Create Models/GalleryPhoto.swift and define the model:
import Foundation
import SwiftData
@Model
final class GalleryPhoto {
var id: UUID
var imageData: Data // Raw JPEG bytes for the (possibly filtered) photo
var thumbnailData: Data // Downscaled JPEG for grid performance
var caption: String
var dateAdded: Date
var appliedFilter: PhotoFilter
init(
imageData: Data,
thumbnailData: Data,
caption: String = "",
dateAdded: Date = .now,
appliedFilter: PhotoFilter = .none
) {
self.id = UUID()
self.imageData = imageData
self.thumbnailData = thumbnailData
self.caption = caption
self.dateAdded = dateAdded
self.appliedFilter = appliedFilter
}
}
We store both a full-resolution imageData blob and a downscaled thumbnailData blob. That separation is important:
the grid shows thumbnails so it can load dozens of cells without materializing full-resolution images in memory all at
once. The full image is only decoded when the user opens the detail view.
Now define the PhotoFilter enum in the same file. Because it’s a raw-value enum backed by String, SwiftData can
persist it as a plain string column without any custom coding:
enum PhotoFilter: String, CaseIterable, Codable {
case none = "None"
case sepia = "Sepia"
case noir = "Noir"
case vivid = "Vivid"
var displayName: String { rawValue }
}
Finally, wire SwiftData into the app entry point.
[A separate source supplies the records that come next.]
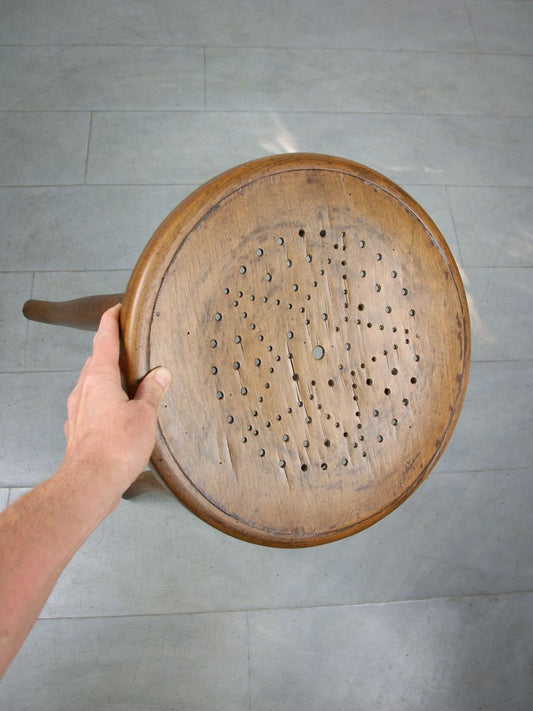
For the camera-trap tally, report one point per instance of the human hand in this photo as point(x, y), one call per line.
point(107, 432)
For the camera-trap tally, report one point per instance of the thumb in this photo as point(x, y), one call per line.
point(153, 386)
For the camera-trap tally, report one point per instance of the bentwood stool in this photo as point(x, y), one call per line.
point(317, 329)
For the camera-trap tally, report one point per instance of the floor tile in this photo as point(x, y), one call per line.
point(32, 431)
point(193, 662)
point(4, 498)
point(85, 227)
point(433, 199)
point(494, 426)
point(57, 347)
point(452, 150)
point(419, 24)
point(361, 81)
point(501, 320)
point(43, 148)
point(442, 654)
point(14, 290)
point(494, 225)
point(502, 25)
point(152, 556)
point(85, 78)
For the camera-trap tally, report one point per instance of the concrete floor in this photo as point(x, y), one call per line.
point(110, 113)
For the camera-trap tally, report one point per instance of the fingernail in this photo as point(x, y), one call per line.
point(163, 376)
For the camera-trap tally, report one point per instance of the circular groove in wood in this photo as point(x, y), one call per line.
point(317, 329)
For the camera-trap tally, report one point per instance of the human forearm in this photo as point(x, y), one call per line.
point(109, 442)
point(39, 534)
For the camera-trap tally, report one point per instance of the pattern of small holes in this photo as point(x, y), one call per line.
point(273, 265)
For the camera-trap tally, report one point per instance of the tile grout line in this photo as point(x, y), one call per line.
point(88, 148)
point(205, 78)
point(475, 51)
point(471, 27)
point(456, 233)
point(250, 701)
point(288, 608)
point(281, 112)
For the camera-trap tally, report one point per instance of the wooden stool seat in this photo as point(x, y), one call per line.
point(317, 330)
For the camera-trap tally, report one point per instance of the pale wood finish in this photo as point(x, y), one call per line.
point(262, 434)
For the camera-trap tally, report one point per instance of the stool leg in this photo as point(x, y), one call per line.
point(82, 313)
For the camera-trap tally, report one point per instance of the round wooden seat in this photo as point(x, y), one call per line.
point(317, 330)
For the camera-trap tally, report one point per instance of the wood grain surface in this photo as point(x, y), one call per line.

Open BooPhotoAlbumApp.swift and update it:
import SwiftUI
import SwiftData
@main
struct BooPhotoAlbumApp: App {
var body: some Scene {
WindowGroup {
ContentView()
}
.modelContainer(for: GalleryPhoto.self)
}
}
The .modelContainer(for:) modifier creates the SQLite backing store on first launch and injects a ModelContext into
the SwiftUI environment, making it available to every view in the hierarchy.
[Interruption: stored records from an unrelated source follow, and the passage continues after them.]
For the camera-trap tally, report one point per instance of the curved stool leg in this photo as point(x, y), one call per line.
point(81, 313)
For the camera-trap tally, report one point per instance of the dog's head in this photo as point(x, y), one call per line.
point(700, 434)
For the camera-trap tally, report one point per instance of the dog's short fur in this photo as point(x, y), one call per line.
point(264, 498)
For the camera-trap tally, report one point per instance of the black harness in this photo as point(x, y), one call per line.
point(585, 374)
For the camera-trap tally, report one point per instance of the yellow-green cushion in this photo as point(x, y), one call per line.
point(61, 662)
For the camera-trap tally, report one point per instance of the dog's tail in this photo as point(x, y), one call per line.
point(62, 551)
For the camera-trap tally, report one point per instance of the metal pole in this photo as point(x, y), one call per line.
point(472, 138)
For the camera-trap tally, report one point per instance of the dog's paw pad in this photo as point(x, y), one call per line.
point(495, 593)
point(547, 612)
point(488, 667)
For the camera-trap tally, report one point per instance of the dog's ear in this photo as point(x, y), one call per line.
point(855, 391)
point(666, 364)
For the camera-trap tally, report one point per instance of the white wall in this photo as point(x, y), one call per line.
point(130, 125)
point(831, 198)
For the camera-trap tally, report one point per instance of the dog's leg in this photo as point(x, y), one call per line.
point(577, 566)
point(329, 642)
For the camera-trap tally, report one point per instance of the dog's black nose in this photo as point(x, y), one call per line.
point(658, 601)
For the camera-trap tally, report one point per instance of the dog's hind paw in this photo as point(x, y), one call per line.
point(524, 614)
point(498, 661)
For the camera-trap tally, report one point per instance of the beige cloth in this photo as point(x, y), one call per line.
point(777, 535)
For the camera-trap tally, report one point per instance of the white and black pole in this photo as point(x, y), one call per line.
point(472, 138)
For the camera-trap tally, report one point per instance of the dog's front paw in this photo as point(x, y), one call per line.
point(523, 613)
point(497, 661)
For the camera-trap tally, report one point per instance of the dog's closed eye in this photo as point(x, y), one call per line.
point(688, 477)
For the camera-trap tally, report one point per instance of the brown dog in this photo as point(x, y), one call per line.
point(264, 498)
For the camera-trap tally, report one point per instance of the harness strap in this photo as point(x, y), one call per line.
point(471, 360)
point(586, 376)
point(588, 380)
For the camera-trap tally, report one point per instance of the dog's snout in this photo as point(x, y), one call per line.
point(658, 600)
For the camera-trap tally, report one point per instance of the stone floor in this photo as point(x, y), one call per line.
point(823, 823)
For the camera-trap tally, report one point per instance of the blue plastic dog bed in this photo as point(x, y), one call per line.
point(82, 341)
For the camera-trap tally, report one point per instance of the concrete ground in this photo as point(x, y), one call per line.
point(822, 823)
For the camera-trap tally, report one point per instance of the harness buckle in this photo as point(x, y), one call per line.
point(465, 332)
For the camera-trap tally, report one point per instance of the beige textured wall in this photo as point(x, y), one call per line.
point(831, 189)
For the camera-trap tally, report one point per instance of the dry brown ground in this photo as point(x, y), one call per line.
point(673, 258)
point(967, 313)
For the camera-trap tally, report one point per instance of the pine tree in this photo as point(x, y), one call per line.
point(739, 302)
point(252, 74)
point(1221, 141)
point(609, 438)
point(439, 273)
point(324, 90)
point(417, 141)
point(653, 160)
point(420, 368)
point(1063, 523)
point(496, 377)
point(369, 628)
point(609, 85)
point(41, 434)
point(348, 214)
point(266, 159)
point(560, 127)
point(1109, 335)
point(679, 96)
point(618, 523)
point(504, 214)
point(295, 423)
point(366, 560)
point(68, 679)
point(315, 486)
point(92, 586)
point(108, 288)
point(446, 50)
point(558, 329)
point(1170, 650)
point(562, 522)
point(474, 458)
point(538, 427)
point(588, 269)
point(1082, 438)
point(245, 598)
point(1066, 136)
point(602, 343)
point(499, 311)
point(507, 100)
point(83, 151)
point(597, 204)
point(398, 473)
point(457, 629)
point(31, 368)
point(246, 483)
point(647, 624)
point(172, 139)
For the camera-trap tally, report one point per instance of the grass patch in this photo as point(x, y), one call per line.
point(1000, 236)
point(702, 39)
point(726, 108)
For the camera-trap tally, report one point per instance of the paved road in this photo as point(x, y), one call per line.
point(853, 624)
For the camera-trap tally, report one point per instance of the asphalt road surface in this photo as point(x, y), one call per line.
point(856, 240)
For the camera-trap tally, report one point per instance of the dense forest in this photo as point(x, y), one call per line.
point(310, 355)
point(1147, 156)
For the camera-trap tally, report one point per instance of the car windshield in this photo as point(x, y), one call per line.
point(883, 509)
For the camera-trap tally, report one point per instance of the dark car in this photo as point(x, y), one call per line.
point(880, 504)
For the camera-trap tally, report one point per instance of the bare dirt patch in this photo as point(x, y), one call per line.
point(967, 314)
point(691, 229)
Checkpoint: Build the project. There’s nothing to see yet, but it should compile without errors. If you see a
SwiftDataimport error, make sure your deployment target is iOS 17 or later and that SwiftData is linked in the target’s frameworks.
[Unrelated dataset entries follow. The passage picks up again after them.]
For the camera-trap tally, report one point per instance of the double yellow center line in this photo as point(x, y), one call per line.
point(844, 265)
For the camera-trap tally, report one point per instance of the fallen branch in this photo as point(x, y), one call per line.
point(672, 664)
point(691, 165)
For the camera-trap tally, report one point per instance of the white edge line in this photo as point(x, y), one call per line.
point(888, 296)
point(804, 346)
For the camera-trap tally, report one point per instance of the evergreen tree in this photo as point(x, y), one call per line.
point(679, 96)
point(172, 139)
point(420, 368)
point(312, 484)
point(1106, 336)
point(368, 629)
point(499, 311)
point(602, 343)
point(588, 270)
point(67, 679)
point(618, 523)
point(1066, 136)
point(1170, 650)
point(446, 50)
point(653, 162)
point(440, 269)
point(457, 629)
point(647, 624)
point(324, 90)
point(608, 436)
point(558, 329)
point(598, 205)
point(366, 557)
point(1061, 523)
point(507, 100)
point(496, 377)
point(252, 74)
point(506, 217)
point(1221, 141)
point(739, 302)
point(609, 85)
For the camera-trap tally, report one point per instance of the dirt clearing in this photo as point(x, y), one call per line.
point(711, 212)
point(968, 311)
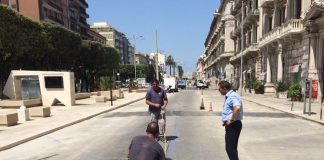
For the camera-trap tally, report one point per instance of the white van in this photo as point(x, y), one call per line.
point(170, 84)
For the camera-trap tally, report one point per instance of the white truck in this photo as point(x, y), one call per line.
point(170, 84)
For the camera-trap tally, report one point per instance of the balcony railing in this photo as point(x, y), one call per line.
point(266, 2)
point(291, 27)
point(53, 5)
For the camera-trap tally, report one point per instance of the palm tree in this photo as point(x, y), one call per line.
point(169, 62)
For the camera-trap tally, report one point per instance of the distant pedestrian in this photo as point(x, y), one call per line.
point(157, 100)
point(145, 147)
point(231, 118)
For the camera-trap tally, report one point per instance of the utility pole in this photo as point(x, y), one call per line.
point(156, 57)
point(242, 37)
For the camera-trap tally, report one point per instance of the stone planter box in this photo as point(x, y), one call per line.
point(282, 95)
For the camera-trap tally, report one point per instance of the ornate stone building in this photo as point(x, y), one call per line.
point(282, 40)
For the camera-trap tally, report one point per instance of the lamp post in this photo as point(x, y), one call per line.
point(135, 38)
point(241, 49)
point(156, 58)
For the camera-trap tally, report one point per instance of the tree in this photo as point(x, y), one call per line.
point(95, 60)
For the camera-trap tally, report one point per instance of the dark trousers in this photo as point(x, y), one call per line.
point(232, 134)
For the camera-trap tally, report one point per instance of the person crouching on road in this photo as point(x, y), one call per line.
point(145, 147)
point(157, 100)
point(231, 118)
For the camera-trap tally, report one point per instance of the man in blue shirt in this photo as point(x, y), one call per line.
point(231, 118)
point(157, 100)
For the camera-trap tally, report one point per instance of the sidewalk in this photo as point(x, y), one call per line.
point(285, 105)
point(61, 117)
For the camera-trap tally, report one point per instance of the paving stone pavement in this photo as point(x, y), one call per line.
point(61, 117)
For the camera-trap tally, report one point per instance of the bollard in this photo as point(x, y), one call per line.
point(23, 114)
point(210, 107)
point(321, 107)
point(202, 107)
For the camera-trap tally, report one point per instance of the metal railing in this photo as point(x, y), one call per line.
point(292, 26)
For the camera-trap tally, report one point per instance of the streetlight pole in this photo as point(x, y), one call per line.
point(241, 74)
point(135, 38)
point(156, 57)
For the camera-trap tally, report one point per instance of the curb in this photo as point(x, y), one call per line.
point(294, 115)
point(2, 148)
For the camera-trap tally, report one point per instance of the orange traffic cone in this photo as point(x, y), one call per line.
point(210, 107)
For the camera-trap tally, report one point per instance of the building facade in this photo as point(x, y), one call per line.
point(282, 41)
point(70, 14)
point(219, 46)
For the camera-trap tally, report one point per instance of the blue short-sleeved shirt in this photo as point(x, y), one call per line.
point(232, 99)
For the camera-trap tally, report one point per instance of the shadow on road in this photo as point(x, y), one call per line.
point(170, 138)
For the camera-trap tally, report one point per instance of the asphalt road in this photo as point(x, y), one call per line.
point(192, 133)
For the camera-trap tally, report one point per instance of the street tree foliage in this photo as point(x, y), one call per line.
point(95, 60)
point(127, 71)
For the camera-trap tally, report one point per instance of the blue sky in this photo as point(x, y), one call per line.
point(182, 25)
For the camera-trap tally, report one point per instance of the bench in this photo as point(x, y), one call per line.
point(8, 118)
point(107, 95)
point(82, 95)
point(40, 111)
point(101, 99)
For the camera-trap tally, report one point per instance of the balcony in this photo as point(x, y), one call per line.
point(83, 3)
point(233, 35)
point(287, 30)
point(53, 6)
point(264, 3)
point(251, 17)
point(249, 52)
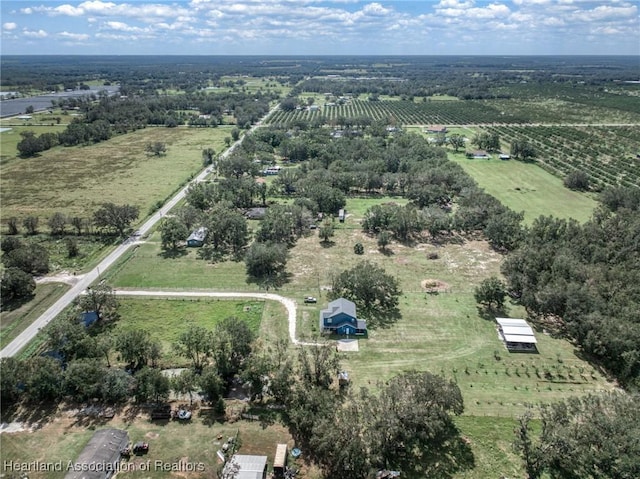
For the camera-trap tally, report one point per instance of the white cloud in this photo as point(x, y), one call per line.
point(606, 12)
point(78, 37)
point(34, 33)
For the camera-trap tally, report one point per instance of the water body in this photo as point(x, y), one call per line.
point(43, 102)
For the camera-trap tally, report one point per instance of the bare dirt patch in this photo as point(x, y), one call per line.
point(434, 286)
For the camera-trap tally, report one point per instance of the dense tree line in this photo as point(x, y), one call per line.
point(590, 437)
Step 2: Integrating PhotosPicker
PhotosPicker is a SwiftUI view that presents the
system photo library picker — the same one used by Messages, Notes, and every other first-party app. It handles all
permissions UI automatically, which means you don’t need to call PHPhotoLibrary.requestAuthorization yourself when
using it.
Create Views/PhotoGridView.swift. This will be the main view of the app, and we’ll build it incrementally. Start with
the PhotosPicker integration:
import SwiftUI
import SwiftData
import PhotosUI
struct PhotoGridView: View {
@Environment(\.modelContext) private var modelContext
@Query(sort: \GalleryPhoto.dateAdded, order: .reverse) private var photos: [GalleryPhoto]
// PhotosPickerItem is the lightweight token returned by the picker.
// We hold an array because we allow multi-select.
@State private var selectedItems: [PhotosPickerItem] = []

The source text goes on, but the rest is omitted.